Valuable personal items listed individually on the policy.
Scheduled articles are specific valuable personal items individually described and insured on the policy, usually with their own stated amount or valuation basis.
Standard contents coverage is broad enough for ordinary household property, but it often handles high-value categories more cautiously. Jewellery, watches, collectibles, cameras, bicycles, instruments, and similar items may face category sublimits, narrower theft treatment, or stricter proof requirements unless they are scheduled separately.
In Canadian home, condo, and tenant insurance, scheduled articles usually appear through an endorsement or separate personal-property listing attached to the base policy. The schedule often records the item’s description, serial number, appraisal basis, and insured amount. That does two things at once:
This is why scheduled articles sit between ordinary contents insurance and more specialized floaters. The concept is personal-lines specific: instead of treating all belongings as one undifferentiated group, the policy singles out articles that deserve their own treatment.

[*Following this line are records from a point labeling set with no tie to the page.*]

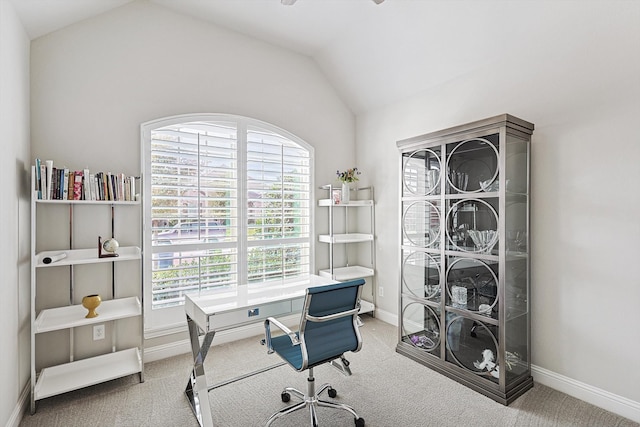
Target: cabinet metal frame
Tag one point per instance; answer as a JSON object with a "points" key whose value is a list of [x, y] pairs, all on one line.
{"points": [[504, 126]]}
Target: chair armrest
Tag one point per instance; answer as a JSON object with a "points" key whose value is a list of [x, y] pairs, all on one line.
{"points": [[267, 332]]}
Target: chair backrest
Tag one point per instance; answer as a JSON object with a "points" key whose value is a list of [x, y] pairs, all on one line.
{"points": [[328, 327]]}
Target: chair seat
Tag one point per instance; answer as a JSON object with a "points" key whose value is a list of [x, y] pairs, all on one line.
{"points": [[328, 329]]}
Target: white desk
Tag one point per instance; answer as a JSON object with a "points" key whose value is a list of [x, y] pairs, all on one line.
{"points": [[210, 312]]}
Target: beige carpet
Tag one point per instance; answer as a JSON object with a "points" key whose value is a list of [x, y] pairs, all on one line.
{"points": [[386, 389]]}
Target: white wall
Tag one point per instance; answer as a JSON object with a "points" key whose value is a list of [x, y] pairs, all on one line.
{"points": [[95, 82], [14, 215], [584, 99]]}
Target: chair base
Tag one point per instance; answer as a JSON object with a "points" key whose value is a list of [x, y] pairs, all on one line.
{"points": [[312, 401]]}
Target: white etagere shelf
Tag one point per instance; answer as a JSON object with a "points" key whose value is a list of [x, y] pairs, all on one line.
{"points": [[340, 268], [118, 362], [86, 256], [72, 316], [347, 273], [86, 372], [345, 238]]}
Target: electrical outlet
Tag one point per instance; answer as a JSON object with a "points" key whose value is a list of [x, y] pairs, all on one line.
{"points": [[98, 332]]}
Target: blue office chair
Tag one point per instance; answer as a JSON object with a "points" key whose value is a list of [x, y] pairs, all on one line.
{"points": [[328, 329]]}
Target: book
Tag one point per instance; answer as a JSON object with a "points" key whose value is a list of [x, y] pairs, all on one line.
{"points": [[92, 186], [65, 184], [77, 185], [86, 188], [38, 182], [49, 166]]}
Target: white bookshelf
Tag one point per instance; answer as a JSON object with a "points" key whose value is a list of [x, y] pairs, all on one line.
{"points": [[113, 363], [86, 256], [83, 373], [345, 238], [344, 229], [72, 316]]}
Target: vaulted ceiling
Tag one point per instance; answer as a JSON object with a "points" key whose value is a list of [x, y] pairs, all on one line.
{"points": [[377, 54]]}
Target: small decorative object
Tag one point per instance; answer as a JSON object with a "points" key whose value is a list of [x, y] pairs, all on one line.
{"points": [[347, 177], [422, 341], [91, 302], [459, 296], [335, 195], [54, 258], [488, 364], [484, 309], [107, 248]]}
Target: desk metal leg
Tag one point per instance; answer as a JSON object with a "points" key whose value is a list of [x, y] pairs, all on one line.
{"points": [[197, 389]]}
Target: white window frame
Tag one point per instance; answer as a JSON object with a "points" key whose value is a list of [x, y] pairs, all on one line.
{"points": [[164, 321]]}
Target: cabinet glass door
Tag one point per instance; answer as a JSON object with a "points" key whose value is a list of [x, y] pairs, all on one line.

| Reason | Why it matters |
|---|---|
| The item exceeds a standard category sublimit | A high-value item may be underinsured if left only in the general contents bucket. |
| The insured wants clearer theft or portability treatment | Some categories receive better certainty once listed separately. |
| The insurer wants detailed underwriting information | Serial numbers, appraisals, or descriptions reduce ambiguity before the loss. |
| The value is too important to leave to broad wording alone | Scheduling reduces reliance on generic contents wording and post-loss argument. |
A tenant owns a high-end bicycle and a valuable watch. The tenant policy includes broad contents coverage, but the broker points out that the theft treatment for those categories is tighter than the tenant expects. The items are added as scheduled articles so their insurance treatment is clearer before a claim ever happens.

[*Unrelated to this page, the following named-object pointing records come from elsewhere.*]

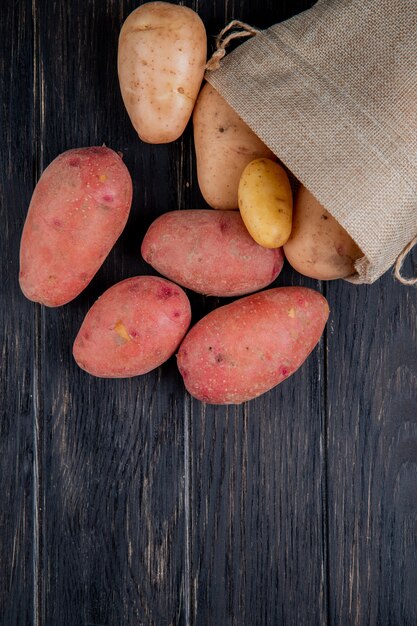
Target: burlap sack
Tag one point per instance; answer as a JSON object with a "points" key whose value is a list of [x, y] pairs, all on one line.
{"points": [[333, 93]]}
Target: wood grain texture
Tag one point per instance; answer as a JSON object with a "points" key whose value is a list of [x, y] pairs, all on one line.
{"points": [[17, 521], [125, 502], [372, 454], [112, 450]]}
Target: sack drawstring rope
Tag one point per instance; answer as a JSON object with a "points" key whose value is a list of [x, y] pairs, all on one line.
{"points": [[222, 42], [399, 263]]}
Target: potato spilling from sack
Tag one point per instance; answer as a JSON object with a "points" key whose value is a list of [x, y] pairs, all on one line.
{"points": [[265, 202], [243, 349], [78, 210], [161, 61], [224, 145], [134, 327], [318, 246], [210, 252]]}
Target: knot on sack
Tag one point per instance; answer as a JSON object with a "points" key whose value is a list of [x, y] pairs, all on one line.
{"points": [[234, 30], [399, 263]]}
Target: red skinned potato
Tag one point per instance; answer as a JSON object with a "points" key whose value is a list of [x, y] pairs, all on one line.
{"points": [[161, 61], [78, 210], [241, 350], [210, 252], [134, 327]]}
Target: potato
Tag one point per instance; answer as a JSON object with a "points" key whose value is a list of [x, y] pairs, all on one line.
{"points": [[210, 252], [265, 202], [161, 60], [134, 327], [224, 145], [241, 350], [318, 246], [78, 209]]}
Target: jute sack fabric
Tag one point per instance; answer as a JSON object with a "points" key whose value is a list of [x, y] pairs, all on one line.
{"points": [[333, 93]]}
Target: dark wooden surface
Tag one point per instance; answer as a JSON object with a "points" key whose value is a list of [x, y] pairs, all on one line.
{"points": [[126, 502]]}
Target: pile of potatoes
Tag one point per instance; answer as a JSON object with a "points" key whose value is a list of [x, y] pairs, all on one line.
{"points": [[236, 248]]}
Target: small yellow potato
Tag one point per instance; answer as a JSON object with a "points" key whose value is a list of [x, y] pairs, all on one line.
{"points": [[224, 145], [265, 202], [161, 61], [318, 246]]}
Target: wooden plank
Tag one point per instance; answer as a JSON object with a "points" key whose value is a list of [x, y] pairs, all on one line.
{"points": [[372, 454], [16, 319], [112, 451], [257, 506], [257, 474]]}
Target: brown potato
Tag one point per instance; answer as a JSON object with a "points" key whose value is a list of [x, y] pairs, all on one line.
{"points": [[161, 61], [318, 246], [224, 146]]}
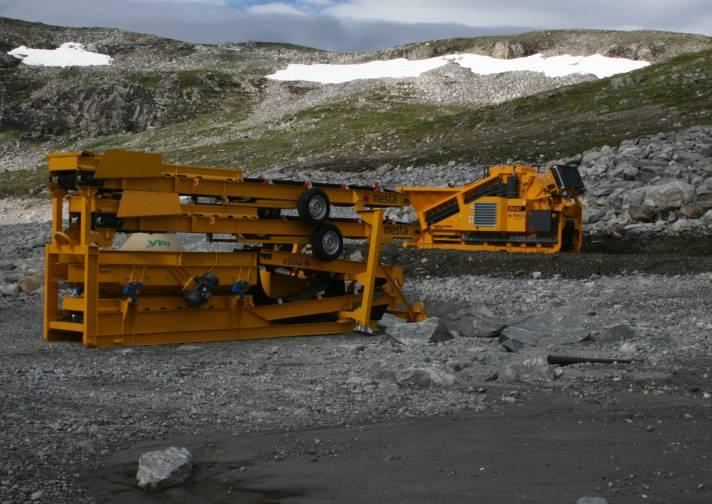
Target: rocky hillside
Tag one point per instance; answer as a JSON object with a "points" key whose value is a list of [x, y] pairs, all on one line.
{"points": [[155, 82], [212, 105]]}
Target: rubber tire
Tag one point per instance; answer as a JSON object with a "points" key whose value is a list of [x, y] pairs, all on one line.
{"points": [[317, 243], [303, 206]]}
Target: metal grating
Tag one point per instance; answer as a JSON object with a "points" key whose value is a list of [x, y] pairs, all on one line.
{"points": [[486, 214]]}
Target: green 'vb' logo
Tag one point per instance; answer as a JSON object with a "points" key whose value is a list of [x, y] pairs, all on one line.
{"points": [[158, 243]]}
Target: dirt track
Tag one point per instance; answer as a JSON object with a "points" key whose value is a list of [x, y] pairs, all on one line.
{"points": [[74, 419], [601, 256], [638, 448]]}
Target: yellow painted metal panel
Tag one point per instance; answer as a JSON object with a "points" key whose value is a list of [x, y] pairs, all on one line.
{"points": [[148, 204]]}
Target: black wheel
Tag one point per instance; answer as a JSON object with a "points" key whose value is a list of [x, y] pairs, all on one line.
{"points": [[327, 242], [269, 213], [67, 180], [313, 206]]}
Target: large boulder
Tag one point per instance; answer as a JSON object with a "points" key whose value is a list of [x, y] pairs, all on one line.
{"points": [[423, 377], [478, 322], [506, 50], [430, 330], [544, 329], [704, 200], [7, 61], [31, 283], [162, 469], [641, 213], [670, 195]]}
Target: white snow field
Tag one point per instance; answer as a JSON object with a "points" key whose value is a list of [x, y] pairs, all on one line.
{"points": [[68, 54], [553, 66]]}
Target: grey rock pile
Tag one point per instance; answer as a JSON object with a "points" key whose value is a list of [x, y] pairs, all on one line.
{"points": [[658, 184], [158, 470]]}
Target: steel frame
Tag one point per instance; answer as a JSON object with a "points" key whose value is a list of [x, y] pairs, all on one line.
{"points": [[86, 280]]}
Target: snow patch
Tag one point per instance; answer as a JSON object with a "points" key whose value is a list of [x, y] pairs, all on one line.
{"points": [[553, 66], [68, 54]]}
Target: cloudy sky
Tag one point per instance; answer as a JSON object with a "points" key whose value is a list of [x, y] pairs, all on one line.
{"points": [[360, 24]]}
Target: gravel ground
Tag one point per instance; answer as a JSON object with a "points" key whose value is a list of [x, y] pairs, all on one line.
{"points": [[67, 409]]}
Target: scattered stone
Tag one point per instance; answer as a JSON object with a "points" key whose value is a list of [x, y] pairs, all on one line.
{"points": [[158, 470], [30, 283], [430, 330], [9, 289], [389, 320], [616, 333], [529, 369], [692, 212], [591, 500], [479, 323], [423, 377], [642, 213], [670, 195], [562, 328]]}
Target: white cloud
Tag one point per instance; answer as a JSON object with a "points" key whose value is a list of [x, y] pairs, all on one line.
{"points": [[275, 8], [674, 15]]}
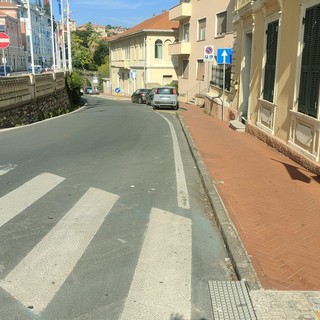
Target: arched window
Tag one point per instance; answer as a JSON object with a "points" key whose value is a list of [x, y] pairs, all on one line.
{"points": [[158, 49]]}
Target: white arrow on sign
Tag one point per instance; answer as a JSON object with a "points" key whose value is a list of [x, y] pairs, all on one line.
{"points": [[224, 55]]}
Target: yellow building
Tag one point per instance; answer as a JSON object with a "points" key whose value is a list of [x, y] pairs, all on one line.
{"points": [[139, 57], [277, 72], [204, 27]]}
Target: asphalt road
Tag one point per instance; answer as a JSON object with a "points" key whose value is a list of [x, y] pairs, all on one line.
{"points": [[103, 216]]}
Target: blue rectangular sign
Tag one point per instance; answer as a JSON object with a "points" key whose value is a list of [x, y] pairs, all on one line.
{"points": [[224, 56]]}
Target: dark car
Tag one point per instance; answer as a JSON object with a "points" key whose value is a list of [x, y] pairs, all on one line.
{"points": [[139, 95], [163, 97]]}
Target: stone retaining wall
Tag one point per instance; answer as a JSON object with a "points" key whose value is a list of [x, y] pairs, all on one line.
{"points": [[28, 99]]}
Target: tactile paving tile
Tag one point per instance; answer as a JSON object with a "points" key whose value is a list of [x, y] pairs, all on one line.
{"points": [[231, 301]]}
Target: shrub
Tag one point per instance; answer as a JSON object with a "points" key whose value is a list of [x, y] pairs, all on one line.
{"points": [[74, 85]]}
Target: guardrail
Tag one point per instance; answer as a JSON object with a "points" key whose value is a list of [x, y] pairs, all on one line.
{"points": [[23, 89]]}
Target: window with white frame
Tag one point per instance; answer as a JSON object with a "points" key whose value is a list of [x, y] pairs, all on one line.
{"points": [[200, 70], [186, 30], [185, 69], [308, 101], [221, 20], [158, 49], [271, 60], [202, 29]]}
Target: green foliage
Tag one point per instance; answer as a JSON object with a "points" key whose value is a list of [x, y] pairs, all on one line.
{"points": [[101, 53], [74, 85]]}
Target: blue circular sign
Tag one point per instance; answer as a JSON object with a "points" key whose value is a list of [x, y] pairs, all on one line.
{"points": [[209, 50]]}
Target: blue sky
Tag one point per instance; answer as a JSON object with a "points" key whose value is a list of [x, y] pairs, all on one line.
{"points": [[126, 13]]}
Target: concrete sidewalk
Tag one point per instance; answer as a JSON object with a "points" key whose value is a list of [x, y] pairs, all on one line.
{"points": [[268, 210]]}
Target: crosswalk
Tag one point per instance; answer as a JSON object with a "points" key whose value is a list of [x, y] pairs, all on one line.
{"points": [[164, 264]]}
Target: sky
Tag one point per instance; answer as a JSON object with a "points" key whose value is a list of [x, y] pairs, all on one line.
{"points": [[125, 13]]}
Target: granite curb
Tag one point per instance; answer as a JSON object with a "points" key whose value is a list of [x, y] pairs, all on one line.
{"points": [[238, 255], [268, 304]]}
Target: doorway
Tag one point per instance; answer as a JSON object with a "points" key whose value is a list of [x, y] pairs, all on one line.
{"points": [[245, 76]]}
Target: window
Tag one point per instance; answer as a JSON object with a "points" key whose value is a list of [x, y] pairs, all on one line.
{"points": [[217, 76], [127, 52], [271, 60], [185, 69], [200, 70], [310, 66], [158, 49], [202, 29], [186, 29], [221, 23]]}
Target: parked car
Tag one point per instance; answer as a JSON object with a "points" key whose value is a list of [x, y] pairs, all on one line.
{"points": [[88, 90], [91, 90], [139, 96], [6, 71], [163, 97], [37, 69]]}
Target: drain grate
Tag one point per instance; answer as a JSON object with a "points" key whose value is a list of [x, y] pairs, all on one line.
{"points": [[231, 301]]}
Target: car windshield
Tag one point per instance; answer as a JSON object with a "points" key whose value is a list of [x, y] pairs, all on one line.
{"points": [[166, 91], [8, 69]]}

That change is not only about the limit. It also gives the file a cleaner record of what the items are, how they were valued, and how the insurer agreed to treat them before anything is stolen or damaged.

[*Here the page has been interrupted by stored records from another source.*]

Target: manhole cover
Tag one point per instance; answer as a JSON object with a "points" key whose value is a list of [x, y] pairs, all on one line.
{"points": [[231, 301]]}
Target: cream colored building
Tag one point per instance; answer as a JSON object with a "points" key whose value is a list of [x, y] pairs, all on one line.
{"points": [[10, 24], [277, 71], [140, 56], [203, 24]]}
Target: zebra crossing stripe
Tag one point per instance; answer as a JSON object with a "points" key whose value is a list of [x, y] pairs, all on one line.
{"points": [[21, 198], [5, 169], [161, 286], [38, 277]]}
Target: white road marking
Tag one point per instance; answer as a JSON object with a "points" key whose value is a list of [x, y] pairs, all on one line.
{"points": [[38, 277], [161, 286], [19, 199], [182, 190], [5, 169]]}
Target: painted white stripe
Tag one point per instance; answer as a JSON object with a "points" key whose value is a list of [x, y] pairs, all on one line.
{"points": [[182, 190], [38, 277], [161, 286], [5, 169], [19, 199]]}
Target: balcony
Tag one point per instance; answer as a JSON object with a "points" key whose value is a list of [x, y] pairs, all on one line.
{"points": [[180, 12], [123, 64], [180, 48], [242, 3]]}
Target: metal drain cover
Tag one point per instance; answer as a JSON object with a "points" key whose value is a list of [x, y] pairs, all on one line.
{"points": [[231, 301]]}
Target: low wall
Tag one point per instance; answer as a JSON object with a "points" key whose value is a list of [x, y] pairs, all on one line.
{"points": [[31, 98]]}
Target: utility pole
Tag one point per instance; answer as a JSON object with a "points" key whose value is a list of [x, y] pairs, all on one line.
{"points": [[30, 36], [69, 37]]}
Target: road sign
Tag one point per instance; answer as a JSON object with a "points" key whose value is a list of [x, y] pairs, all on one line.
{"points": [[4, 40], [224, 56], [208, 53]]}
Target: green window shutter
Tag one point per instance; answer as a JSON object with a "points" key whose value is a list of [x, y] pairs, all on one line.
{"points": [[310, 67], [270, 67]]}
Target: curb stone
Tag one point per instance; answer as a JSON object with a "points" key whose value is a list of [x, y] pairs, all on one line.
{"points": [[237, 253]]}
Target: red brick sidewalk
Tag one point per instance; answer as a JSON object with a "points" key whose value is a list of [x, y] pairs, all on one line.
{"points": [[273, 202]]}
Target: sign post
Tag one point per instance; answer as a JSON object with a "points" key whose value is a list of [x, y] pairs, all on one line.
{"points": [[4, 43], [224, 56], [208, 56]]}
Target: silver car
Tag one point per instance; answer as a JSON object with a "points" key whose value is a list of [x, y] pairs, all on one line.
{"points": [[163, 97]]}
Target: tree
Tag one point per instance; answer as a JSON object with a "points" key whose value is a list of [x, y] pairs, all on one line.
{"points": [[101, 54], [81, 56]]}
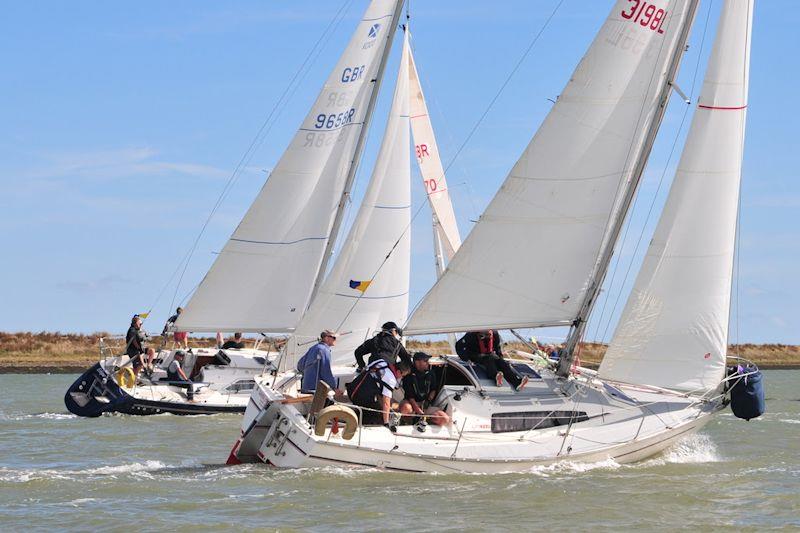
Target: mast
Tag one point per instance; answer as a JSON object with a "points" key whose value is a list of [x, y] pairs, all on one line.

Scheduled articles are closely related to scheduled property, but the phrase usually points more specifically to personal valuables on home-style policies.
They are also not identical to a personal articles floater. A floater may use broader portable-property wording, while scheduled articles can simply mean individually listed items attached to the base personal-lines policy.
Readers also sometimes think scheduling an item is only about raising the limit. It is usually also about valuation certainty, theft treatment, portability, and documentation.
They may also assume every valuable item must be scheduled. In practice, the decision depends on the policy’s existing category treatment, the item’s value, and how much certainty the insured wants.
Appraisals, purchase records, and renewal reviews still matter. A scheduled item with an outdated value or incomplete description can create avoidable friction when a loss occurs.